By Mario McKellop
Just as villages grew into towns and towns expanded into cities, cities are currently evolving into smart cities. For the uninitiated, smart cities are ones that utilize cutting-edge technology to improve various aspects of urban life. However, despite a report from the International Data Corporation that by 2021, spending on smart city improvement will rise to $135 billion, the nature of how urban centers will be digitized is not commonly understood.
The Internet of Things
Essentially, smart cities have that name for the same reason smartphones and smart homes do; they have components that can send and receive data wirelessly. In fact, devices or objects that can be connected wireless fall under the umbrella of what is called the Internet of Things (IoT).
In practice, various infrastructural elements within a smart city are filled with sensors that communicate key data to public and private entities. With that data, more expedient and efficient municipal maintenance and service can be performed. And this urban optimization is important as by 2050, 60 percent of the world population will live in cities. And those cities will need to operate much smoother than they do now to accommodate so many people.
Smart Electric Grids
One element of the smart city revolution that has already been implemented throughout the United States is smart electric grids. An improvement on the networks of power stations, transmission lines and transformers that have provided electricity for centuries, smart grids use wireless sensors to relay relevant data to utility companies. Consequently, they allow for electricity to be transmitted to customers more efficiently, street lights to be repaired quickly and power outage times to be greatly limited.

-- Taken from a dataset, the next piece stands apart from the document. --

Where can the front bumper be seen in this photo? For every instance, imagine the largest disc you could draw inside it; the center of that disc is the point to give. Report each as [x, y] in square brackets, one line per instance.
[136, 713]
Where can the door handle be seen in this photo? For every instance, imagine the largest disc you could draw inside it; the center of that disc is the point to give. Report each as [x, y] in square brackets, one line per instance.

The rise of smart cities will have a major impact on construction. By using self-driving and remotely operated construction equipment such as pavers and excavators, engineers and workers can build and maintain essential urban arteries like road and tunnels more efficiently and safely than ever before.
Moreover, as concrete can be embedded with smart sensors, maintenance administrators will be notified of infrastructure problems like rebar corrosion and structural deformation well before they have an impact on local residents.
Emerging IOT technologies also have the potential to make cities considerably more livable and environmentally friendly.
First, by providing smart cars with a constant stream of traffic data, car collision rates will decline. Similarly, cars, trucks and buses will be able to traverse the city more efficiently as their routing will be influenced by data regarding traffic jams and road closures. Municipalities can further reduce traffic by letting drivers know where open parking spaces are and giving them the ability to make contactless payments.
Additionally, reducing congestion through a city will greatly reduce the amount of air pollution that is generated by vehicle emissions of greenhouse gases. As vehicle emissions are responsible for 28 percent of greenhouse gases in the United States, smart cities have the potential to not only improve air quality, but also address the issue of global warming.
Another major implication of the rise of smart cities is that there will be increasing need workers who are skilled in various STEAM (science, technology, engineering, art and technology) disciplines. The urban centers of tomorrow will need millions skilled and experienced people to make them function properly. As such, conscientious young people should ensure their futures by taking STEAM courses today.